Les étudiants et lycéens ont été imprégnés, lors de cette conférence, des composantes de l’IA, y compris les données qui sont essentielles pour son fonctionnement. C’était aussi une occasion de promouvoir les sciences auprès des lycéens dans un contexte où le pays compte 80% de bacheliers littéraires, a dit le Professeur Gaye.
A l’UIDT, il y a deux masters dans le domaine spécifique de l’IA. Il s’agit d’un master IA et smart tech, et d’un autre sur les sciences de données, hébergés respectivement par deux UFR.
Ces masters complètent les formations en informatique « pour contribuer à l’un des objectifs de l’Etat dans sa stratégie de développement de l’IA », a dit Sarr, à savoir former 90.000 personnes spécialisées dans les domaines de l’IA et de traitement des données dans les cinq ans à venir, d’ici 2028.
A travers cette stratégie nationale et feuille de route, les autorités cherchent à faire du Sénégal un « hub IA en Afrique de l’Ouest ». Le projet qui se veut « inclusif », devra prendre en compte l’équité sociale, dit-il. Un cadre juridique est déjà élaboré pour encadrer l’aspect éthique de l’IA.
Pour le Professeur Cheikh Sarr, l’idée de cette rencontre était de « lancer la réflexion et le travail pour que dans les années à venir qu’on prenne l’IA comme une discipline à part entière, qui doit être intégrée dans les formations universitaires ».
Il a salué l’initiative d’y inviter des lycéens, futur « vivier » de l’université, afin qu’ils comprennent les possibilités qui s’offrent à eux pour des besoins d’orientation.

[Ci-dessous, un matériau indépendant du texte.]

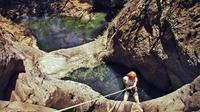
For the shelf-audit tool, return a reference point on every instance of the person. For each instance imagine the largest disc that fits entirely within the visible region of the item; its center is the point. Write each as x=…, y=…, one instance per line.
x=130, y=82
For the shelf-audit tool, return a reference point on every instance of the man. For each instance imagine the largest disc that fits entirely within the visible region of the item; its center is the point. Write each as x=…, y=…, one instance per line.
x=130, y=82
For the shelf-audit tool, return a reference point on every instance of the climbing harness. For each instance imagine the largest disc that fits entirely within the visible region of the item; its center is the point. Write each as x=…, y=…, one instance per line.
x=92, y=100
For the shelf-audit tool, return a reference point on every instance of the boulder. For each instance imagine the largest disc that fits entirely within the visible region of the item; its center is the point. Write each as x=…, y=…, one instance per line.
x=6, y=106
x=61, y=94
x=185, y=99
x=152, y=37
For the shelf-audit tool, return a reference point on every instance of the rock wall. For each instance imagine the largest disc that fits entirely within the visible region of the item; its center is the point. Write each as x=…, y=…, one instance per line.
x=160, y=39
x=6, y=106
x=185, y=99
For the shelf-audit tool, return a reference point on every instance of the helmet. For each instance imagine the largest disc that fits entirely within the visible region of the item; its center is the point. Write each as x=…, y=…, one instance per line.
x=132, y=75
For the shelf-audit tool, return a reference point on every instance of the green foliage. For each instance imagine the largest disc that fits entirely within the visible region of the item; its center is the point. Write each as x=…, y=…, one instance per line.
x=84, y=74
x=84, y=25
x=186, y=3
x=75, y=24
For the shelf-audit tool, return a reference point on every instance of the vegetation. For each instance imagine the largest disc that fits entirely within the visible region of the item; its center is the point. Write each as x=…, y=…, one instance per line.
x=84, y=74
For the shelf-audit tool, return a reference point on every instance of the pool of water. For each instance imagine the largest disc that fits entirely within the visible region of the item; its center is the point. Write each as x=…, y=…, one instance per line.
x=106, y=79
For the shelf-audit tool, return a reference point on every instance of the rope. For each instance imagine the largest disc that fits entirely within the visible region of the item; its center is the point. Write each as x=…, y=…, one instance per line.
x=77, y=105
x=114, y=103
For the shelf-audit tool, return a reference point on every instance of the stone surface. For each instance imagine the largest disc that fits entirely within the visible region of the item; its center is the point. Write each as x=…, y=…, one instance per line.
x=185, y=99
x=64, y=61
x=61, y=94
x=152, y=37
x=17, y=32
x=6, y=106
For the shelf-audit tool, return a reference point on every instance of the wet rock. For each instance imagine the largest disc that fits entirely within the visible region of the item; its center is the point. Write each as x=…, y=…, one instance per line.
x=16, y=32
x=6, y=106
x=10, y=66
x=61, y=94
x=152, y=37
x=185, y=99
x=64, y=61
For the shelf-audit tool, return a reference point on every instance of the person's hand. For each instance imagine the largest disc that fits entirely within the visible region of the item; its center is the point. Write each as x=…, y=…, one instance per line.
x=131, y=87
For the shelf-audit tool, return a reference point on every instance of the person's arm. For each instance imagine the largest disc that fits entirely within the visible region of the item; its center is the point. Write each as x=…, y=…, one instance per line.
x=125, y=80
x=135, y=83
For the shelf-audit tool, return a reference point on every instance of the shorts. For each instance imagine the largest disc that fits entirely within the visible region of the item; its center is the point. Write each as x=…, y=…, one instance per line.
x=133, y=92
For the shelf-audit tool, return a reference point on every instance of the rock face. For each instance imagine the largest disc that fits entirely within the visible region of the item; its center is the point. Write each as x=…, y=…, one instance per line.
x=16, y=32
x=185, y=99
x=6, y=106
x=61, y=94
x=160, y=39
x=10, y=65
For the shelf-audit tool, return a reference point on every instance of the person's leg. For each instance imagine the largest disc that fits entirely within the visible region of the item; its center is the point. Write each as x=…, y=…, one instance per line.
x=136, y=96
x=126, y=94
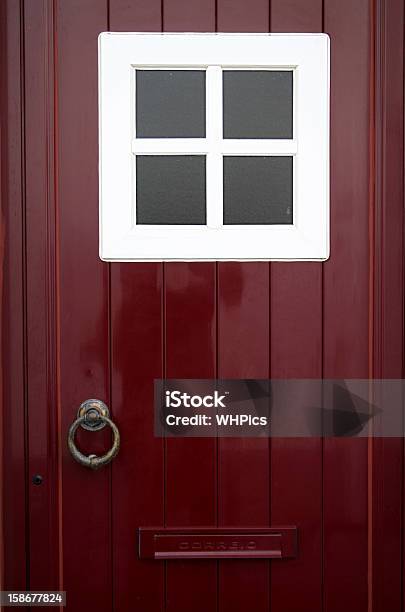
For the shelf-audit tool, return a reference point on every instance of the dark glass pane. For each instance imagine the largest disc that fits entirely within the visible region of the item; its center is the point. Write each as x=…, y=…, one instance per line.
x=258, y=190
x=258, y=103
x=170, y=189
x=170, y=103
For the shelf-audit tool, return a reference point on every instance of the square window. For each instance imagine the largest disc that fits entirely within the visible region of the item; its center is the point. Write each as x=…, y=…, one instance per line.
x=258, y=190
x=258, y=103
x=170, y=103
x=214, y=147
x=170, y=190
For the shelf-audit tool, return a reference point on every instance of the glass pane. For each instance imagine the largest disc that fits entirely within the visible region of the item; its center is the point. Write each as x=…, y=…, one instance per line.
x=170, y=189
x=258, y=190
x=170, y=103
x=258, y=103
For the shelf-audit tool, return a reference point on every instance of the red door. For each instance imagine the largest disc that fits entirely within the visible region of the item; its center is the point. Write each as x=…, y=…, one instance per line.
x=77, y=328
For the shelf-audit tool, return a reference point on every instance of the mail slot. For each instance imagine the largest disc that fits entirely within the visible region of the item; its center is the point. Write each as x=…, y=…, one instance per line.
x=211, y=543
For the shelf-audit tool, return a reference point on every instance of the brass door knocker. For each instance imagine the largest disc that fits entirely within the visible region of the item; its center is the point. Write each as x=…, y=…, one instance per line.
x=93, y=415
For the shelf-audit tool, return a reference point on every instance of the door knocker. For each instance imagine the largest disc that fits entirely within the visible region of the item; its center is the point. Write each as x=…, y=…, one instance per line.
x=93, y=415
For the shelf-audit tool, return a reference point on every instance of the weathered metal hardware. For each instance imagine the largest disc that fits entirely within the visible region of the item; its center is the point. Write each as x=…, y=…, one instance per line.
x=93, y=415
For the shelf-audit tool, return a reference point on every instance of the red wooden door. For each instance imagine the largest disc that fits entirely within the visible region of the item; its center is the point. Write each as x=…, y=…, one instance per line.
x=77, y=328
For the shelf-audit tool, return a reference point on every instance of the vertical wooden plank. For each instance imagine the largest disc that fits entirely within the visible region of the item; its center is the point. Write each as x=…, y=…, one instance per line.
x=296, y=352
x=190, y=463
x=83, y=298
x=243, y=463
x=190, y=16
x=346, y=300
x=137, y=359
x=243, y=352
x=137, y=483
x=13, y=477
x=190, y=353
x=242, y=16
x=387, y=453
x=43, y=413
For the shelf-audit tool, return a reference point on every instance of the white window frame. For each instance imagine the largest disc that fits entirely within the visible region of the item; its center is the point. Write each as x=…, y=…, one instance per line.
x=120, y=55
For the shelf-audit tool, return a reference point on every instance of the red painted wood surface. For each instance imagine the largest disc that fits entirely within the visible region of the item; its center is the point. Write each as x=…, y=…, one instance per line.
x=83, y=289
x=296, y=351
x=137, y=330
x=346, y=301
x=14, y=499
x=75, y=328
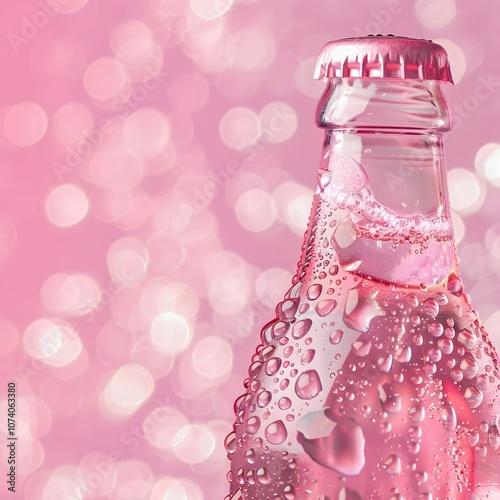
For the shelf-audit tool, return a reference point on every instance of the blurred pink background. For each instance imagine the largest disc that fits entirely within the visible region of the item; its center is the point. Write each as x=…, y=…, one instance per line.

L’Etat a commencé à accompagner le développement de l’IA au Sénégal à travers des financements mis en place, pour essayer d’impacter ce secteur et d’essayer de l’amplifier dans les années à venir, a-t-il fait valoir.
Toute une infrastructure technologique est en train d’être mise en place, épauler cette dynamique avec le cas du supercalculateur et le data center de Diamniadio. « Dès qu’on est capable de faire un stockage de données important, on est capable derrière de faire de l’apprentissage et de mettre en place des systèmes d’intelligence artificielle », a-t-il dit.
Il a insisté sur les risques d’une mauvaise utilisation de l’IA, qui selon lui, devrait servir de « complément dans la formation plutôt que (d’)outil (devant) remplacer la réflexion humaine ».
« Il y a une chose que l’IA ne peut pas vous garantir ; c’est la fiabilité ou pas de l’information qu’elle vous donne », poursuit-il, non sans ajouter que c’est l’être humain qui, à travers ses recoupements et ses recherches, doit en vérifier la véracité.
« C’est pourquoi, on aura besoin de l’enseignant pendant très longtemps, pour régler ce genre de problématiques », estime Cheikh Sarr, même s’ils devront enseigner autrement à des apprenants qui ont accès aux mêmes connaissances qu’eux, sinon plus grâce à l’IA. Des élèves peuvent recourir à des applications comme ChatGPT, pour traiter des exercices à leur place, à générer des textes, ou résumer des textes.
« La quatrième révolution industrielle est celle du numérique et rien ne peut se faire sans (lui) », a relevé Salif Gaye, soulignant la nécessité de se mettre à jour. La trentaine d’enseignants chercheurs membres de ce laboratoire transversal de l’IUT, entendaient jouer leur partition dans cette mise à jour, à travers cette conférence inscrite dans l’animation scientifique de l’UIDT.
Pour le professeur Sarr, il faudra à défaut de combler le gap, développer l’IA qui nous sépare des pays occidentaux notamment les Etats-Unis d’où, part l’initiative, adapter l’IA à notre contexte pour répondre à des problématiques qui nous sont propres.